Rupert Murdoch aborde peut-être l’actualité sous un angle conservateur pour des raisons plus commerciales qu’idéologiques. Mais la question n’est pas là. Ce qui est grave, c’est la façon dont le modèle de réussite de Fox News a «envahi le courant sanguin» des médias américains. En montrant que des informations présentées avec partialité peuvent faire monter l’audimat, le président de Fox News, Roger Ailes, a incité ses concurrents, notamment CNN et MSNBC, à aborder l’actualité sous des angles populistes et idéologiques.
C’est du reste Fox News qui a poussé Lou Dobbs de CNN à se transformer en personnage nativiste. Et c’est encore Fox News qui a amené MSNBC à mettre en avant Keith Olbermann. Non seulement Fox News a perverti son traitement de l’actualité, mais avec son influence, la chaîne a de surcroît rendu tous les programmes d’information désagréables et douteux.
Ce qui caractérise le plus la presse américaine, ce n’est pas sa liberté, mais plutôt sa tradition d’indépendance. Elle sert les intérêts du public et non ceux des groupes politiques, religieux ou de pression.

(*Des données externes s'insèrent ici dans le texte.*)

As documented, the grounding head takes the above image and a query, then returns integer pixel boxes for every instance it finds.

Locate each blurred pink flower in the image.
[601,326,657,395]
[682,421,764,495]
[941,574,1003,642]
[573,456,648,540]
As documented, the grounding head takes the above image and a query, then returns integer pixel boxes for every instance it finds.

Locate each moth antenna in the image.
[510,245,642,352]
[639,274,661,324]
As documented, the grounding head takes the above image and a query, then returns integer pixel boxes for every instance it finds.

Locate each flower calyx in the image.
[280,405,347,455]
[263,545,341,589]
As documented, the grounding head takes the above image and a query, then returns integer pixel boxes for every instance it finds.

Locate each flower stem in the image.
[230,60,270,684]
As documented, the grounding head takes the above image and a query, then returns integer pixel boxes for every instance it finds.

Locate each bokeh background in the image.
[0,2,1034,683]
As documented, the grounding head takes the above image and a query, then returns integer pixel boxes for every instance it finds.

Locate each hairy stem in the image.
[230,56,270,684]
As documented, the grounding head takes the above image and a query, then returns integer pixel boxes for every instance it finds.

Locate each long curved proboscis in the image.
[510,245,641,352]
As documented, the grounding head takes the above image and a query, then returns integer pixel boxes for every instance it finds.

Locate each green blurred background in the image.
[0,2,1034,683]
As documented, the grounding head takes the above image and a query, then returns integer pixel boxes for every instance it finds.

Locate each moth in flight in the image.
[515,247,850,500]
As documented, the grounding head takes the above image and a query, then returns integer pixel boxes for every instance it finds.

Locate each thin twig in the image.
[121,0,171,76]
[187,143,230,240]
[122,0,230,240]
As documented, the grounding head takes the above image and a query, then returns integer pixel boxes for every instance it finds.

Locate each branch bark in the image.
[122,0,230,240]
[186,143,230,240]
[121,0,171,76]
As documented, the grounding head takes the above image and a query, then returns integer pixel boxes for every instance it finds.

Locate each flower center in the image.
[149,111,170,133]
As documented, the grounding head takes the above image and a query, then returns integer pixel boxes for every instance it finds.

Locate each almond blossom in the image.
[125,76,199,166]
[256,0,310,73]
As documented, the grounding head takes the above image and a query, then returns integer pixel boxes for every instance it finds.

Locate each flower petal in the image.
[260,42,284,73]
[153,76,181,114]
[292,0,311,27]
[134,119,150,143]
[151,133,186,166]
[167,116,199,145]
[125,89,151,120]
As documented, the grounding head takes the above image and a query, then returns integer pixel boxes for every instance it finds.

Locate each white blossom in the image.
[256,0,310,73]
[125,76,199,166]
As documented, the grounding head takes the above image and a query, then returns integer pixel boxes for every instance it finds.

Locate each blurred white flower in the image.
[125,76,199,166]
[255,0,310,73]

L’indépendance des médias est une nouveauté du 20e siècle qui ne s’est pas encore véritablement imposée en Europe ou dans de nombreux autres pays qui ne jouissent pas de la liberté de la presse. Le modèle australo-britannique-continental des médias politisés qu’a mis en place Rupert Murdoch à Fox News est anti-américain, à tel point qu’il n’a guère d’autre choix que de continuer à nier les décisions qu’ils prend tout en les prenant.
Pour Murdoch, Ailes et compagnie, la «justice» et l’«impartialité» qu’ils associent à Fox News sont un mensonge nécessaire. Car reconnaître qu’ils traitent volontairement l’information de façon partiale irait à l’encontre de la conception qu’ont les Américains du rôle des médias dans un pays démocratique et de leur idée du fair-play en journalisme. Toutefois, cet acte de mauvaise foi démontrable ne mérite plus de débat avec un temps de parole équitable.
La question qui consiste à se demander si la Maison Blanche continuera de fréquenter Fox News est d’ordre politique, voire tactique. Celle de savoir si nous, les journalistes, continuerons de le faire est une question éthique. En passant sur Fox News, les journalistes cautionnent sa propagande et contribuent à saper le rôle des médias légitimes.
Les journalistes dignes de ce nom – et je m’adresse à vous, Mara Liasson – devraient cesser de passer dans les émissions de cette chaîne d’information. Puisqu’un boycott rendrait Roger Ailes trop heureux, je propose simplement de mépriser Fox News pendant un temps! Et je refuse de participer à The O’Reilly Factor pour en débattre.